Facilidades
Intentamos empezar por el baño, pero no habíamos sacado los cepillos de dientes y ya estábamos estrenando, a nuestra manera, el lavabo, el bidé, la ducha y el armario de formica blanco. Vacíos y satisfechos, tirados sobre el colchón –no recuerdo cómo fuimos a parar al dormitorio–, supimos al instante lo que el otro pensaba: hambre. Jamás lo hubiésemos imaginado: nuestra primera comida en nuestra casa: una pizza. Pero, a la media hora, cuando un chico con casco nos interrumpió el segundo del día, ninguno nos paramos a pensarlo.
¡Imagínense! Bastaba que yo le dijese “¿Qué hay en esta caja?” para que se lanzase encima de mí, me rompiese la camiseta y me violase sobre la caja en cuestión... También podía suceder al revés: se ponía a sacar esas velas que guardamos para las cenas sin amigos… y yo la embestía por detrás hasta un mueble, una silla, una mesa y allí: pim pam, pim pam...

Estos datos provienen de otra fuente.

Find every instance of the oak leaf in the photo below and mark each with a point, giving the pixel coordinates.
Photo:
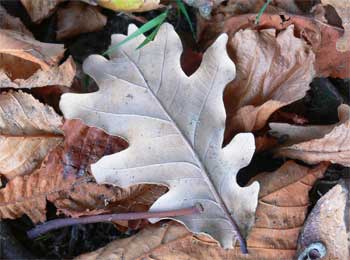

Hace un mes desde que empezó todo esto. Hoy deberíamos haber vuelto al trabajo, pero miro a mí alrededor y veo cajas y más cajas. Parece mentira que esto nos esté pasando. No sabemos como evitarlo, somos incapaces de salir, estamos atrapados. Pensábamos que sería la casa de nuestros sueños: chalé independiente, 750 metros, parcela 3.000 metros, dos plantas y ático, siete dormitorios, cinco baños, trastero bodega despensa, pista de tenis, piscina, dos plazas de garaje. Facilidades.